Characterizing the plasma metabolome during and following a maximal exercise cycling test

Document Type

Journal Article

Publication Title

Journal of Applied Physiology

Publisher

The American Physiological Society

School

Centre for Integrative Metabolomics and Computational Biology

RAS ID

29321

Comments

Manaf, F. A., Lawler, N. G., Peiffer, J. J., Maker, G. L., Boyce, M. C., Fairchild, T. J., & Broadhurst, D. (2018). Characterizing the plasma metabolome during and following a maximal exercise cycling test. Journal of Applied Physiology, 125(4). 1193-1203.

Available here.

Abstract

Although complex in nature, a number of metabolites have been implicated in the onset of exercise-induced fatigue. The purpose of this study was to identify changes in the plasma metabolome and specifically, to identify candidate metabolites associated with the onset of fatigue during prolonged cycling. Eighteen healthy and recreationally active men (mean ± SD; age: 24.7 ± 4.8 yr; mass 67.1 ± 6.1 kg; body mass index: 22.8 ± 2.2; peak oxygen uptake: 40.9 ± 6.1 ml·kg−1·min−1) were recruited to this study. Participants performed a prolonged cycling time-to-exhaustion (TTE) test at an intensity corresponding to a fixed blood lactate concentration (3 mmol/l).
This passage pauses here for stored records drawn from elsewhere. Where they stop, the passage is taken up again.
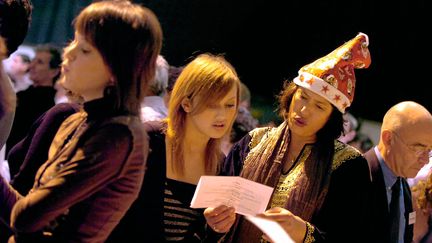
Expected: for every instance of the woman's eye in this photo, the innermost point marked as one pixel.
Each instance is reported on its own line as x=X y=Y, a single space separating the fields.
x=85 y=51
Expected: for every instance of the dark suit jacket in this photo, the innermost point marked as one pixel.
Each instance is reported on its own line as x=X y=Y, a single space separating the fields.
x=380 y=227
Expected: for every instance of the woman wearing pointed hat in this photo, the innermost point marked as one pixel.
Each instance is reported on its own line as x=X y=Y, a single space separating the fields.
x=320 y=184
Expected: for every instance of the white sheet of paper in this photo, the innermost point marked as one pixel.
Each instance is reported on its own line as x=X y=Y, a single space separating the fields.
x=272 y=229
x=246 y=196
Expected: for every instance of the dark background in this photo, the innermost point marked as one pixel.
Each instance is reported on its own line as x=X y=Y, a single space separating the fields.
x=269 y=41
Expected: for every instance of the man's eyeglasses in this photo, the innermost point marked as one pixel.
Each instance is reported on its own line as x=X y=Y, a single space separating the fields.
x=418 y=150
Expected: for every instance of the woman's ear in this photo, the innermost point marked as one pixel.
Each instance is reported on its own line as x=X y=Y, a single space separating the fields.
x=111 y=81
x=186 y=105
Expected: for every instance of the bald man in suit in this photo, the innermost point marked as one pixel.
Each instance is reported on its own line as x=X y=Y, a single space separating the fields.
x=404 y=148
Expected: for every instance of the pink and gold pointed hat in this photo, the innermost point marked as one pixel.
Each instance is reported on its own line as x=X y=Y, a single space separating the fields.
x=332 y=76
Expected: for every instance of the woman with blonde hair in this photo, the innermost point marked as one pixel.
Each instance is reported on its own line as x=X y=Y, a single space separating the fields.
x=186 y=146
x=96 y=160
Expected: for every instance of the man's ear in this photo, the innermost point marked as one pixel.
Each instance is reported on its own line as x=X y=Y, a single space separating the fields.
x=387 y=137
x=186 y=105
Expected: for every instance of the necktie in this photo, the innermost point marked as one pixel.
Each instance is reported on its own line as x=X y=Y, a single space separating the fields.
x=395 y=212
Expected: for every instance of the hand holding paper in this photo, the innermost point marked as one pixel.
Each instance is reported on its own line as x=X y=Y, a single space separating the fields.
x=246 y=196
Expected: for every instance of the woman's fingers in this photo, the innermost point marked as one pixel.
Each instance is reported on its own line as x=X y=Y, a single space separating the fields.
x=221 y=218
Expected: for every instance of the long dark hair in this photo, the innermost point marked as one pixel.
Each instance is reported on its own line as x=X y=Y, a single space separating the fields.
x=318 y=166
x=129 y=38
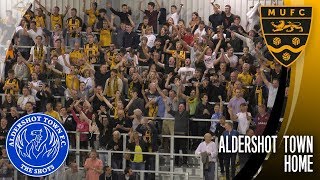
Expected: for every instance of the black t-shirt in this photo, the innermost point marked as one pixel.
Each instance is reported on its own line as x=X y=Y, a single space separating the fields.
x=163 y=39
x=96 y=103
x=227 y=21
x=215 y=20
x=125 y=122
x=100 y=79
x=137 y=85
x=153 y=18
x=143 y=56
x=69 y=123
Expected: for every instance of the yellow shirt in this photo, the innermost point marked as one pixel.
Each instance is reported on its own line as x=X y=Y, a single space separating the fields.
x=56 y=20
x=92 y=16
x=180 y=57
x=75 y=55
x=40 y=21
x=13 y=82
x=74 y=24
x=53 y=114
x=72 y=81
x=138 y=157
x=246 y=79
x=31 y=68
x=105 y=37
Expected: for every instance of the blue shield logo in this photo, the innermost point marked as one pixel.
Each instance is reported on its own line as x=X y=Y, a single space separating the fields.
x=37 y=145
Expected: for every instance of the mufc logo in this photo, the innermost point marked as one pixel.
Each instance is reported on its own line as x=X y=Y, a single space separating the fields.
x=286 y=30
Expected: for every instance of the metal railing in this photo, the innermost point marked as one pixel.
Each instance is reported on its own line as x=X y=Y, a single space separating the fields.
x=157 y=155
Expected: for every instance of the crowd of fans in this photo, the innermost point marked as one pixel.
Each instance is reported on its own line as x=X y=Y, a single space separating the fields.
x=106 y=79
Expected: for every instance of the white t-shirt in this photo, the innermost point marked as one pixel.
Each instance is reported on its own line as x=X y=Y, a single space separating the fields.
x=60 y=61
x=243 y=123
x=38 y=48
x=208 y=60
x=186 y=72
x=233 y=60
x=175 y=17
x=272 y=95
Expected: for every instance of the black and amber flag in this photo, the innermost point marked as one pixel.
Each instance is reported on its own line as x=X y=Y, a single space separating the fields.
x=285 y=30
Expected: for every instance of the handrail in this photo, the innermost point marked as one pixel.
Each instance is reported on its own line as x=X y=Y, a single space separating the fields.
x=156 y=154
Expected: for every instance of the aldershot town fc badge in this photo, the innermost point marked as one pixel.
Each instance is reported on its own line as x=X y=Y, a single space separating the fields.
x=285 y=30
x=37 y=145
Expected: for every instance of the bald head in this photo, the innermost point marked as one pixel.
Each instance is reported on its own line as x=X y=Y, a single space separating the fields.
x=207 y=137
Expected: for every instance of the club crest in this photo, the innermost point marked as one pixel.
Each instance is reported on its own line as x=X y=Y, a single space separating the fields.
x=285 y=30
x=37 y=145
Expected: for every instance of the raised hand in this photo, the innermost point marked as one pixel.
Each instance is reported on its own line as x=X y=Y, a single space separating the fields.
x=108 y=5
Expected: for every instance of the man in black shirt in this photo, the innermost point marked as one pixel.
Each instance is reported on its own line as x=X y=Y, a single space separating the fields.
x=123 y=15
x=100 y=77
x=121 y=124
x=227 y=16
x=135 y=102
x=151 y=14
x=216 y=18
x=96 y=99
x=203 y=111
x=130 y=38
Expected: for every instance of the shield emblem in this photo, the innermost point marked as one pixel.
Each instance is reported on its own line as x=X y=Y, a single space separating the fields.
x=285 y=30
Plasma samples collected at 10 min of exercise, before fatigue (last sample before fatigue <10 min before fatigue), immediately after fatigue (point of exhaustion), and 20 min after fatigue were assessed using a liquid chromatography-mass spectrometry-based metabolomic approach. Eighty metabolites were putatively identified, with 68 metabolites demonstrating a significant change during the cycling task (duration: ~80.9 ± 13.6 min). A clear multivariate structure in the data was revealed, with the first principal component (36% total variance) describing a continuous increase in metabolite concentration throughout the TTE trial and recovery, whereas the second principal component (14% total variance) showed an increase in metabolite concentration followed by a recovery trajectory, peaking at the point of fatigue. Six clusters of correlated metabolites demonstrating unique metabolite trajectories were identified, including significant separation in the metabolome between prefatigue and postfatigue time points. In accordance with our hypothesis, free-fatty acids and tryptophan contributed to differences in the plasma metabolome at fatigue.